Radical hope
In the face of the Covid-19 pandemic, and with economic and ecological crises only intensifying, it is easy to understand why so many people feel hopeless for the future. All the more so after this year’s UN Climate Conference (COP26) failed to provide the radical roadmap we need to avert climate catastrophe and as governments are trying to take us back to a dystopic, unequal ‘normal’ despite early promises of a post-Covid re-set.
There are, however, hopeful signs of change, visible beyond the negative wall of impossibility erected by the corporate-captured media. One of these comes from South Korea, where the Democratic Party’s candidate for the presidency, Lee Jae-myung, is running on a platform arguably unmatched in its radicalism anywhere in the industrialised world.
Let me be clear at the outset that Lee is a controversial figure who is the subject of considerable critique from the left and the right, not least because of some allegedly questionable personal and political decision-making. This article, therefore, does not intend to uncritically lionise him as any kind of saviour. But the platform he is running on for the March 2022 presidential elections has such potential that it merits wider discussion.
Lee, who served as governor of Gyeonggi Province until October, is promising three major reforms: unconditional basic income (UBI), a land tax, and a carbon tax. Alone, each of these would be radical; together, they form the basis of a programme that could be transformative.
UBI is an idea almost as old as capitalism itself, and it aims primarily to attenuate the injustices of that economic system. It involves providing all people a regular cash stipend without a means test or work requirement. This would replace the complex, costly and often inefficient ‘benefits system’ with a universal transfer set at an amount sufficient for survival.
Although simple, the implications of such a reform could be seismic. Scholars argue that by removing the threat of destitution at the heart of the ‘free’ market (either you accept whatever job is on offer or you starve), a UBI scheme could reduce deprivation and exploitation, liberate creative energy, allow women to leave abusive relationships, encourage men to trade work for child care, and enable all of us to re-train or pursue further learning. Perhaps just as significantly, UBI portends a shift in societal values away from ‘the more you are paid the more you matter’ towards ‘we all matter so we are all paid’.

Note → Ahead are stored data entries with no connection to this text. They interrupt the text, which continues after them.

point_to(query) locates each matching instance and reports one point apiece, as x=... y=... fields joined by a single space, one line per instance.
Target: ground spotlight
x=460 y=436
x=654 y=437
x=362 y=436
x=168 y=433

The idea of a land tax is similarly progressive. First floated by the Victorian reformer, Henry George, a land tax aims to reduce the economic rent that accrues to scarce or monopoly-controlled resources like land with a view to redistributing wealth and fostering productivity. George recognised that when the resources that we all need to survive are privatised by a select few, they can extract exorbitant rates from those able to pay while excluding those who cannot.
This leads to ever-greater concentrations of wealth alongside rapidly rising inequality, which – economists like Thomas Piketty argue – we need wealth taxes to address. It is no coincidence that Lee’s manifesto refers to the land tax as ‘a corrective’.